= Lagpunkt =

Subcamp of a Gulag labor camp

A lagpunkt (Отдельный лагерный пункт, лагерный пункт, лагпункт), literally "camp point" or lagotdelenie (лаготделение, лагерное отделение, literally "camp detachment), may be translated as "subcamp", "camp unit", or "camp site" was a separate settlement subordinated to a major Gulag forced labor camp. Lagpunkts were convenient to decrease the time and hassle of transport of inmates to remote job sites. At the same time this remoteness created difficulties for the delivery of food supplies, especially in winter.
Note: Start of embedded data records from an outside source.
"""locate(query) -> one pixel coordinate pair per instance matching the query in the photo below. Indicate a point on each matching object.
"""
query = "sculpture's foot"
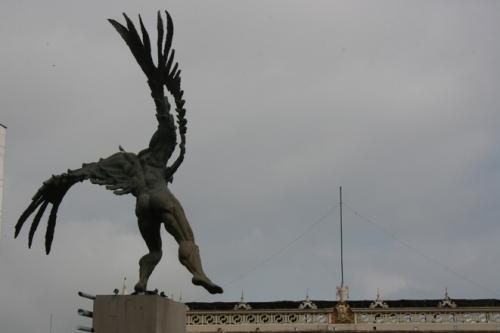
(207, 284)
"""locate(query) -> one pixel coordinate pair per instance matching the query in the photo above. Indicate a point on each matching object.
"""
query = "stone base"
(138, 314)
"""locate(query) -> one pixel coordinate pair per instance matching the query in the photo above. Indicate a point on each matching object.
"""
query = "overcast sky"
(395, 101)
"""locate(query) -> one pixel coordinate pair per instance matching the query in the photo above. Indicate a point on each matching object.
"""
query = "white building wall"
(3, 132)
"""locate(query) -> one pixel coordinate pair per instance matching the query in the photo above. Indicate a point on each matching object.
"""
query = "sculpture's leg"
(189, 253)
(150, 231)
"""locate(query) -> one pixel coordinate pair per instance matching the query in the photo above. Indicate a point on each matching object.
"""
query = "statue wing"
(164, 74)
(121, 173)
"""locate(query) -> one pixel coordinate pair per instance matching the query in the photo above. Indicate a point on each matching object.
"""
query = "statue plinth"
(138, 314)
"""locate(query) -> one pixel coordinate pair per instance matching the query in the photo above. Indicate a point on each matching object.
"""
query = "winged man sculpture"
(144, 175)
Anne Appelbaum in her Gulag: A History occasionally translates the term as "base camp", along with using the Russian term. Other authors use the term "base camp" for the main location of the camp.

Many camps, especially operating logging had big number of lagpunkts to man work in a particular areas. Some of them did not have a name, only number and housed about a 100 of inmates. In general, lagpunkts were of varying sizes: from several dozen to several thousand inmates. Their lifetime also varied greatly: some existed from 1920s into 1980s (when were converted into prisons or colonies), while others lasted for a summer season only or, keeping the number, moved to another location.
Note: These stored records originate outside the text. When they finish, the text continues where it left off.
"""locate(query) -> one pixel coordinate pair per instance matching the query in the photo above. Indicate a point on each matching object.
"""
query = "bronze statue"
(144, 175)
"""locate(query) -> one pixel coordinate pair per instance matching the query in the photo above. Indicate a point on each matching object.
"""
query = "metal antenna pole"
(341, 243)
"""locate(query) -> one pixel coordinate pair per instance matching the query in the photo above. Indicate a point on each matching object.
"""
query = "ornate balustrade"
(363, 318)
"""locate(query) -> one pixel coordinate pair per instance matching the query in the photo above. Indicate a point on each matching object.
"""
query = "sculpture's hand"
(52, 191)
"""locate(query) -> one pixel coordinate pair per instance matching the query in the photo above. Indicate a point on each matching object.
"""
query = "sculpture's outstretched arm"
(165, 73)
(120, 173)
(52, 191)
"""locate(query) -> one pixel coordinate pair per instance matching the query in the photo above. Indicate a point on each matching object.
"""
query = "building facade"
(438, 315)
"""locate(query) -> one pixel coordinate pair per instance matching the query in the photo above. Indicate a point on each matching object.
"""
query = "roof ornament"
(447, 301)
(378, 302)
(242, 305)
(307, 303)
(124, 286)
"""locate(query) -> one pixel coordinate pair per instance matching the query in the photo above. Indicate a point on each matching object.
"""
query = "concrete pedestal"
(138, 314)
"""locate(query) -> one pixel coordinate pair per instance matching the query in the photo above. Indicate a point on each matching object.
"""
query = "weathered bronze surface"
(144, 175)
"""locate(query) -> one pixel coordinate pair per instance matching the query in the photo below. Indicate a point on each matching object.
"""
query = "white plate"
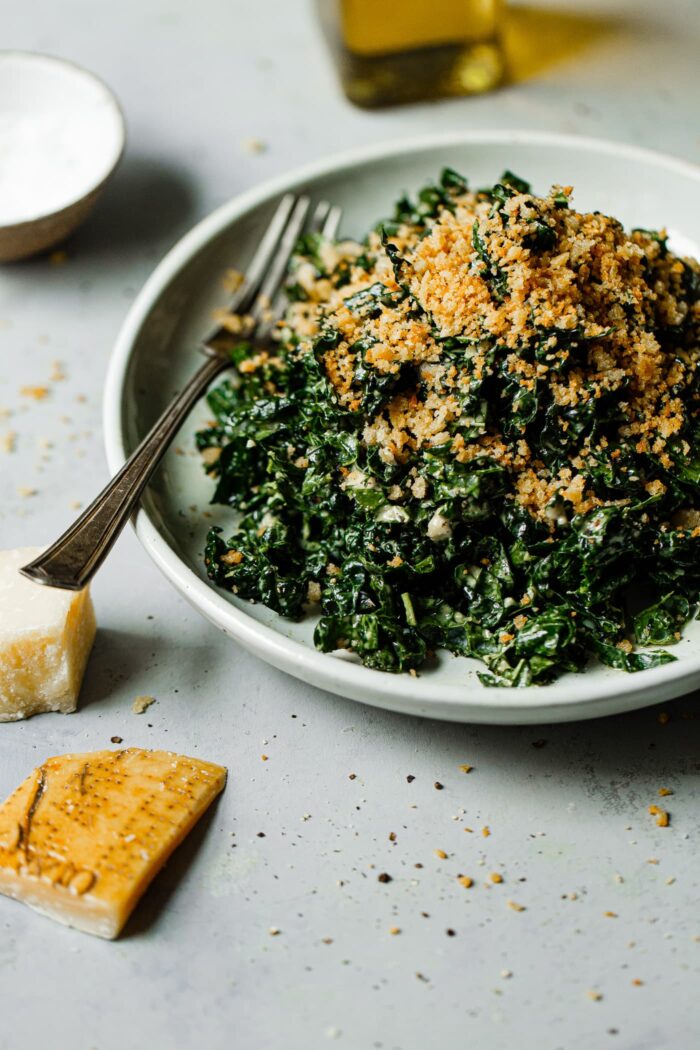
(155, 352)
Anne Appelbaum remarks that most descriptions of Gulag geography report about 500 locations, but in fact there was much more than that: many major camps had from dozens to hundreds smaller sub-units, which are close to impossible to count.

There were other terms for temporary job locations of labor camp: kolonna ("column", in reference of "worker columns' of a labor army) a lagpunkt for road construction; komandirovka (work trip; the generic meaning of the term is "business trip"); distantsiya ("distance"), for railroad construction camp detachments for a particular stretch ("distance") of a railroad.